- WTI falls as the US dollar continues to be buoyed by expectations of a Fed rate hike.
- The 600,000 barrel increase from the US EIA had no impact on the WTI price.
- WTI Price Analysis: Downside risks remain below $80.00; otherwise, oil prices will remain sideways.
He Western Texas Intermediate (WTI), the benchmark for US Crude Oil, falls as the US dollar (USD) strengthens on speculation that the Fed will raise rates as it tries to tackle sticky inflation. Thus, the WTI is trading at $79.65 PB, with a decrease of more than 1.50%.
The dollar continued trading higher during the New York session. Hawkish comments from the Federal Reserve on Tuesday caused US Treasury yields to rise, propping up the dollar. Market Participants preparing for a 25 basis point rate hike from the Fed led the USD higher, as shown by the Dollar Index which gained 0.22% to 101.942.
CME’s FedWatch tool shows a hike probabilities towards the 5.00%-5.25% threshold of 85.4% for the May Fed meeting.
Consequently, the yield on the 2-year US Treasury bond, the most sensitive to short-term interest rate adjustments, has risen six and a half points to 4,267%, increasing demand for dollars , thus making dollar-denominated commodities more expensive for foreign buyers.
Another reason for the oil slide was the latest report from the US Energy Information Administration. The data revealed an inventory draw of 4.6 million barrels for April 14, a modest increase of 600,000 barrels from 3.7 million last week.

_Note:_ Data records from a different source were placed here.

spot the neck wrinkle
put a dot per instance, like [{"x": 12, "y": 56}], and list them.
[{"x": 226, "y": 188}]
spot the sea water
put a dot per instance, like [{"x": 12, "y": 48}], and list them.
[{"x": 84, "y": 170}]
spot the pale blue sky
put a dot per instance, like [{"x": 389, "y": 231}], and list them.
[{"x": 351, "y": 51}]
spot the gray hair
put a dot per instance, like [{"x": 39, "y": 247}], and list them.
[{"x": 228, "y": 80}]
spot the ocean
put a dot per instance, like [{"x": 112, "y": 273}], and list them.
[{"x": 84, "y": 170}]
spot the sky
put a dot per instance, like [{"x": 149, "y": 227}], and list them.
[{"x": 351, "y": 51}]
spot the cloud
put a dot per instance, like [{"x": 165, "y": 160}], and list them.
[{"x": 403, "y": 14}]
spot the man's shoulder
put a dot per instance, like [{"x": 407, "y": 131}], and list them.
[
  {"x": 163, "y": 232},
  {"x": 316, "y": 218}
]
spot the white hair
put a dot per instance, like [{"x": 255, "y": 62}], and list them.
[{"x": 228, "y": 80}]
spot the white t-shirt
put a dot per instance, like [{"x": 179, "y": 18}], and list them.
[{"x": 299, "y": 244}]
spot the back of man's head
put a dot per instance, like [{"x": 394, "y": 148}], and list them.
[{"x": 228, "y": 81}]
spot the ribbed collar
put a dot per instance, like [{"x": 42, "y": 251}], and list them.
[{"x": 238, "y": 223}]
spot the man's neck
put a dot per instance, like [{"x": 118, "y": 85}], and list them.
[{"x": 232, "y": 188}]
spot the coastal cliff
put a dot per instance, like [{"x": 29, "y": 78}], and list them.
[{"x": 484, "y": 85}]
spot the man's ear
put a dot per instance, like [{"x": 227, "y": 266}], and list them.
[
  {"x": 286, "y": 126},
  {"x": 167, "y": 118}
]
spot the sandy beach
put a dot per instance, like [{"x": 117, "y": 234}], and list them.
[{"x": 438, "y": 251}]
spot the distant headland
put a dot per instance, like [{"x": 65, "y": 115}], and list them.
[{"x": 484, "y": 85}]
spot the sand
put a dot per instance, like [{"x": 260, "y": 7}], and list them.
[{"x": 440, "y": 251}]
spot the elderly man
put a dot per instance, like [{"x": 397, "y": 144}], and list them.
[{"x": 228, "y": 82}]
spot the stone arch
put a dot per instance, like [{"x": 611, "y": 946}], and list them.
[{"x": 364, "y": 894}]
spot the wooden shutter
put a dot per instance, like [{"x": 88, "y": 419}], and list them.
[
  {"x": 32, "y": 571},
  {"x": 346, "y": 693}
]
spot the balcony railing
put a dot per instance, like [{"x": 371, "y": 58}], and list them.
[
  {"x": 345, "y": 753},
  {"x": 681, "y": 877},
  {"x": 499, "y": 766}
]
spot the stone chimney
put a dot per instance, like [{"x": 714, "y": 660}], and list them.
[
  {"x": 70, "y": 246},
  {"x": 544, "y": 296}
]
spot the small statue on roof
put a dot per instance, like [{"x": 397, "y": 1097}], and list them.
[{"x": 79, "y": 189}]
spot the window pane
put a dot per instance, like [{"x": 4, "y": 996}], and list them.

On the other hand, China, the world’s largest importer of crude oil, reported mixed economic data, signaling a challenging economic recovery after the country abandoned its COVID-19 policy.
WTI Technical Analysis
WTI maintains a neutral to the downside bias after paring some of the gains generated by OPEC’s announcement to cut its crude oil production by 1 million barrels in early April. Furthermore, WTI dipped below the 200 day EMA at $81.86, exacerbating a decline below the $80.00 BP barrier. For a bearish continuation, WTI must break above $79.00. Once this is done, the next demand zone would be the confluence of the 20 and 100 days, around $78.48/$62, followed by the $78.00 barrier. Conversely, WTI could continue to trade sideways if the bulls recapture $80.00.
WTI US OIL
Overview | |
---|---|
Last price today | 79.36 |
daily change today | -1.53 |
today’s daily variation | -1.89 |
today’s daily opening | 80.89 |
Trends | |
---|---|
daily SMA20 | 77.07 |
daily SMA50 | 76.41 |
daily SMA100 | 77.01 |
daily SMA200 | 82.39 |
levels | |
---|---|
previous daily high | 81.51 |
previous daily low | 79.91 |
Previous Weekly High | 83.4 |
previous weekly low | 79.4 |
Previous Monthly High | 80.99 |
Previous monthly minimum | 64.39 |
Fibonacci daily 38.2 | 80.52 |
Fibonacci 61.8% daily | 80.9 |
Daily Pivot Point S1 | 80.03 |
Daily Pivot Point S2 | 79.17 |
Daily Pivot Point S3 | 78.43 |
Daily Pivot Point R1 | 81.63 |
Daily Pivot Point R2 | 82.37 |
Daily Pivot Point R3 | 83.23 |
Source: Fx Street

I am Joshua Winder, a senior-level journalist and editor at World Stock Market. I specialize in covering news related to the stock market and economic trends. With more than 8 years of experience in this field, I have become an expert in financial reporting.